SBU Theater reflects on Twelfth Night

By Andrew Conover

On Wednesday night, St. Bonaventure University’s theater department kicked off its fall production of William Shakespeare’s Twelfth Night.

SBU Theater’s production of the Shakespearean comedy took place in 1920s New Orleans during an event similar to Mardi Gras – a unique twist considering the original production was meant to take place in the fictional land of Ilyria in the early 1600s.

Ed Simone, Ph.D, St. Bonaventure University theater professor and Twelfth Night director attributed the success of the show to the cast’s understanding of the play after several weeks of “table work,” a process in which the actors read through the play line by line.

“The language is challenging. It’s modern English, but it’s an older version of modern English,” he explained.

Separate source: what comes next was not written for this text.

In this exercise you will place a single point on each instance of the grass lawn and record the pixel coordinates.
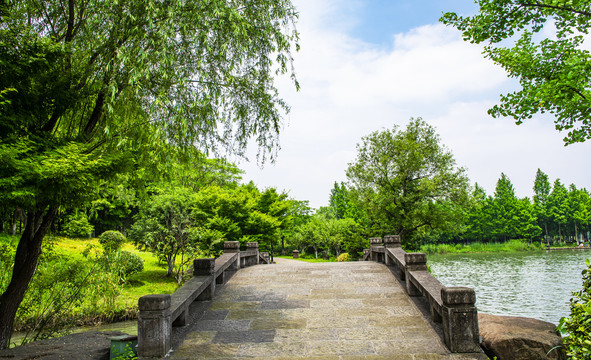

SBU Theater actors agreed that learning Shakespeare had its challenges, but that putting in the extra hours every night to understand the language was worth it.

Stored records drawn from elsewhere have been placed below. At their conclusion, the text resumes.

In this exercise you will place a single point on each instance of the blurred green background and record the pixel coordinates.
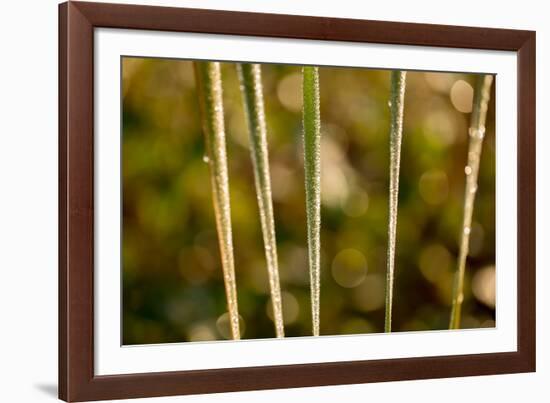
(172, 278)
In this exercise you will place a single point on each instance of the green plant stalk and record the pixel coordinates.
(208, 77)
(397, 97)
(476, 135)
(250, 76)
(312, 167)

Clarissa Ahumada-Aubert, a junior english major who played the role of Viola in the production, explained that, “people study Shakespeare for months at a time in high school, and that’s because they go into every line in depth.”

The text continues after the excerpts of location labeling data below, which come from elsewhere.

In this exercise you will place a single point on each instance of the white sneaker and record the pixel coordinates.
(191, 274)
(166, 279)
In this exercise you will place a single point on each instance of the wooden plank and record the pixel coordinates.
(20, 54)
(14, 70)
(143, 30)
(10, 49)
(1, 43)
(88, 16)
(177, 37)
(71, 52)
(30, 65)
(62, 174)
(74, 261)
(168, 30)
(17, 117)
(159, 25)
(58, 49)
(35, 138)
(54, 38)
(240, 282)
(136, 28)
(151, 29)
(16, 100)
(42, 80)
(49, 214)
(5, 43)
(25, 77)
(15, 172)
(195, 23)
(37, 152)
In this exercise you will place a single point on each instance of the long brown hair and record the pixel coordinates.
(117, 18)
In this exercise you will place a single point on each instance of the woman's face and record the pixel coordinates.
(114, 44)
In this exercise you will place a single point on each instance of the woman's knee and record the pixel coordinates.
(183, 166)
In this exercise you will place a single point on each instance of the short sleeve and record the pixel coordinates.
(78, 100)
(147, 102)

Table work was not enough for Ahumada-Aubert, and she had to Sparknote the play several times to gain a better understanding of Twelfth Night. However, she is not alone as the actors, managers and other production crew members put many hours into studying, memorizing and understanding the play.

Bryce Spadafora, a junior journalism and mass communication major, played the role of Malvolio who had long monologues that made memorization difficult.

“Monologues took a lot longer to memorize,” he said. “I’ll be speaking for long periods of time with no prompts or help from anybody else.”

While the actors feel that performing a Shakespearean play is difficult, they see the advantages to it, as well.

“You learn so much about performance,” Spadafora said. “You really get the chance to grow and evolve as an actor.”

“Altogether, I’d say the actors put in about 100 hours,” Simone said. As he was commending the actors, assistant directors and technical crew for their dedication, he excused himself for a moment to congratulate the cast and crew members personally walking by on a great show.

Kristen Caputo, a junior journalism and mass communication and theater major, has been performing with SBU Theater for two years; however, this is her first time working as one of the stage managers.

Caputo worked directly with Simone and technical designer Rebecca Meisenheimer, a professor in the theater department, by going to production meetings in addition to nightly rehearsals and table meetings.

“I feel that I have definitely put in more work as a stage manager than the years I was acting,” she said. “Instead of worrying about you and your lines, you have to worry about everybody else and make sure everyone knows what is doing.”

SBU Theater will have a break from production for the rest of the semester; auditions for next semester’s show will be announced in January.